Strategies for Persuasion:

The speaker offers valuable strategies to help developers build a compelling case for migration, focusing on:

  • Highlighting Performance Improvements: Emphasizing the performance gains offered by newer Java versions.
  • Improved Security: Stressing the importance of security updates and enhancements.
  • Increased Developer Productivity: Showcasing how new language features can streamline development workflows.
  • Long-Term Maintainability: Arguing that staying on older versions increases technical debt and maintenance costs in the long run.

Migration Considerations:

While a detailed, step-by-step migration guide is beyond the scope of the session, Doudoux outlines the essential high-level considerations and key steps involved in the migration process, such as:

  • Dependency Analysis: Assessing compatibility with updated libraries and frameworks.
  • Testing: Thoroughly testing the application after migration.
  • Gradual Rollouts: Considering phased deployments to minimize risk.

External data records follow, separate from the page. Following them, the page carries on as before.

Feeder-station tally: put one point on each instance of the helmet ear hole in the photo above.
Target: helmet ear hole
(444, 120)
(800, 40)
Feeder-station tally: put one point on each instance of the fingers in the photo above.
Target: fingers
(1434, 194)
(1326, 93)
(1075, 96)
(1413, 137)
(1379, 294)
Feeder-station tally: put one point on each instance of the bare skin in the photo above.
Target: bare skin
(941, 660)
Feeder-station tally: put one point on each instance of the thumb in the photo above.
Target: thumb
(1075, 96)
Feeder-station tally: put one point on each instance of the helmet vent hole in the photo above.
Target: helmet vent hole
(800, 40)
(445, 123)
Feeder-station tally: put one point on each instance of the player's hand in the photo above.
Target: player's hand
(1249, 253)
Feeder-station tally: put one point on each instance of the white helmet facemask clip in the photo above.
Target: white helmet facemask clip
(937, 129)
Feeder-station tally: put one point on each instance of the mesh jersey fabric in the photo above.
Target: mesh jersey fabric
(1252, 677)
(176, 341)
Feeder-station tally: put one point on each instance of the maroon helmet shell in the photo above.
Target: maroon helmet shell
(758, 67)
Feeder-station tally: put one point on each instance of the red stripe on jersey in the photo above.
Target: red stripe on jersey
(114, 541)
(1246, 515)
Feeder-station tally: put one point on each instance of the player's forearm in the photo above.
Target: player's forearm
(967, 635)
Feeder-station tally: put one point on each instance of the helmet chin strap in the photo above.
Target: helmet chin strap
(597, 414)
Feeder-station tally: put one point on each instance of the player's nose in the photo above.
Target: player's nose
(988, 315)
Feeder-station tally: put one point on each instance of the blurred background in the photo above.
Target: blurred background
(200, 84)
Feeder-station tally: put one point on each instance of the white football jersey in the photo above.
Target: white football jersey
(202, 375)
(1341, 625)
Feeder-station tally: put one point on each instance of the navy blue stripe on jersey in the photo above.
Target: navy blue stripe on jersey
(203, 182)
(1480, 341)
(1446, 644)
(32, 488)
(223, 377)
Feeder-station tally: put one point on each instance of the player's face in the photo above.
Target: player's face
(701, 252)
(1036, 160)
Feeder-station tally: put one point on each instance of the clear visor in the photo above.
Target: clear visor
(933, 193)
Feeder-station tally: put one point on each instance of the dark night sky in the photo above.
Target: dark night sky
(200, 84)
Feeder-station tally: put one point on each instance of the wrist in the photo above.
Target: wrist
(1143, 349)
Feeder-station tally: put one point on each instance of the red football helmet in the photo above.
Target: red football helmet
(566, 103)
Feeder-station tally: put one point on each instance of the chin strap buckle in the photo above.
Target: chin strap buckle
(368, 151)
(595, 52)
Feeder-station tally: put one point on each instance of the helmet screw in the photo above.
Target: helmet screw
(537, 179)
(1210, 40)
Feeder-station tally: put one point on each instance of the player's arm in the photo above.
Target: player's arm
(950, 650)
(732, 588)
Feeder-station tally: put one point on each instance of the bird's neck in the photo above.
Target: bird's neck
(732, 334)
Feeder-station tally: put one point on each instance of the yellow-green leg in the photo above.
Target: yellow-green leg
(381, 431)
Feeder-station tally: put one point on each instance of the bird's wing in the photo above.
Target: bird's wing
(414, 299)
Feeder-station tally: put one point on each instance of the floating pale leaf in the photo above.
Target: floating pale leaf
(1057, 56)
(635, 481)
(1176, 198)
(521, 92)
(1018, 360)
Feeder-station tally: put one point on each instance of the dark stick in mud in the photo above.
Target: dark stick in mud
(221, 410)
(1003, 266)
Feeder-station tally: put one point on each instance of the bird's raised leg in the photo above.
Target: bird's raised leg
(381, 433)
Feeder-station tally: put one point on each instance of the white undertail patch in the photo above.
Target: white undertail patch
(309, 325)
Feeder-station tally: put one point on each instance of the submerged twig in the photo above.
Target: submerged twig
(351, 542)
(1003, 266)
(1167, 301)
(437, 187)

3. The Future of Java: Trends and Directions

The session concludes with a concise yet insightful look at the future trajectory of the Java platform. This segment provides a glimpse into upcoming features, emerging trends, and the ongoing evolution of Java, ensuring the audience is aware of the continuous innovation within the Java ecosystem.

Summary:

This presentation provides a detailed and comprehensive overview of Java’s journey over the past decade, carefully contextualized within the parallel evolution of the Devoxx FR conference. It goes beyond a simple recitation of features, offering in-depth analysis of the impact of key advancements, practical guidance on navigating the complexities of Java migration, and a valuable perspective on the future of the platform.